Crayfish Robot
ザリガニロボット
図1 ウチダザリガニ
(Pacifastacus leniusculus)
図2 ザリガニロボット
甲殻類の生物は、水中に漂う匂いを辿って餌を探し出します。例えばロブスターやワタリガニは、匂いを運ぶ流れを上流へ辿ると言われており、その行動が詳細に研究されています。一方、ザリガニは流れが乏しい淀んだ水中でも餌を探知できます。しかし、その行動メカニズムは完全には解明されていません。水中における化学物質の分子拡散速度は非常に低速であり、ザリガニが生息する沼や池の底のような流れが乏しい環境では発生源から放出された化学物質がほとんど周囲に拡がらないため、遠方から餌を探知するのは困難です。そこでザリガニは、顎脚(がっきゃく)と呼ばれる扇状の付属肢を振って能動的に流れを起こし、この流れで引き寄せた化学物質を小触角で検出しています(図1)。ザリガニが餌を探知する際には、この顎脚を用いた水流生成が必須であると考えられています。

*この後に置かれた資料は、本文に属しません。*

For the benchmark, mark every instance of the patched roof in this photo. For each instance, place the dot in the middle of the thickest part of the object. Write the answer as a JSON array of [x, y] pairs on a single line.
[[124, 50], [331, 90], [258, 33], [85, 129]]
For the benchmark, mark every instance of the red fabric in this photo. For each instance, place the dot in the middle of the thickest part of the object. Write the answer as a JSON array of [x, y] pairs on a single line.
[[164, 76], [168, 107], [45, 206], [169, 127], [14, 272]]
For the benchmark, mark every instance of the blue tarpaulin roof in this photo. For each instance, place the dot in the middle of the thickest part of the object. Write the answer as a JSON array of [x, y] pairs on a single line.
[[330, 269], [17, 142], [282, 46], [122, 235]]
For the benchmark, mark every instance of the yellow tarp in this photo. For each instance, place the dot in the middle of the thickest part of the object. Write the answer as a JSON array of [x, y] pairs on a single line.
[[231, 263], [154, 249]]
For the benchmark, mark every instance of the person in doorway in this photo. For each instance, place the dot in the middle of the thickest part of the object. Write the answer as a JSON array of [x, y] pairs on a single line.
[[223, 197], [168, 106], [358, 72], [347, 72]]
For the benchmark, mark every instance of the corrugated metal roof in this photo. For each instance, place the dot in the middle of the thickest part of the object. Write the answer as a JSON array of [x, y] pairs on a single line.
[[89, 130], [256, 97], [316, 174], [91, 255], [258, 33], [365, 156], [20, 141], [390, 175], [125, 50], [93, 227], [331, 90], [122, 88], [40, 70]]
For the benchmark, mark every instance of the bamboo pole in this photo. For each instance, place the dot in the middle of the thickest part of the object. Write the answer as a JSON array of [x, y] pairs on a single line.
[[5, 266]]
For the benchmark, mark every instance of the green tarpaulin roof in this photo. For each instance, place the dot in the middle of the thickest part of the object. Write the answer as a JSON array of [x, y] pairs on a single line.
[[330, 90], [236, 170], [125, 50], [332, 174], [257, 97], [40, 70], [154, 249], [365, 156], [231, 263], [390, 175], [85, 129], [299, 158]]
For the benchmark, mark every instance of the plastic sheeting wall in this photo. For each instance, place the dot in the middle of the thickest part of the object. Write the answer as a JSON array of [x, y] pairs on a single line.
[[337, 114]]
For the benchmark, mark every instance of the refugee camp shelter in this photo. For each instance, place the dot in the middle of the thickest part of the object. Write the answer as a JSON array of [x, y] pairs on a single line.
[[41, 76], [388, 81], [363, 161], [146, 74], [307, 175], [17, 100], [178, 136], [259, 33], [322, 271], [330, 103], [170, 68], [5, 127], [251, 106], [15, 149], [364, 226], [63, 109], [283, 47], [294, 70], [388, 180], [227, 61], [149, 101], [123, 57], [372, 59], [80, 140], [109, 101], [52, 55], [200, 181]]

本研究では、このザリガニの行動を模倣した水中ロボット(図2)を生物の物理モデルとして開発しています。ロボットは顎脚を模倣したアームを備えており、これを用いて水流を生成し、小触角に見立てた電気化学式センサの作用電極に化学物質を引き寄せて検出します。能動的な水流生成機構の効果を水中ロボットで実証することにより、ザリガニの嗅覚探索行動を解明する上で生物学的価値の高い知見が得られるものと期待されます。また、工場排水などに含まれる有害な化学物質の漏出源の探索にこの化学探知システムを応用できる可能性があります。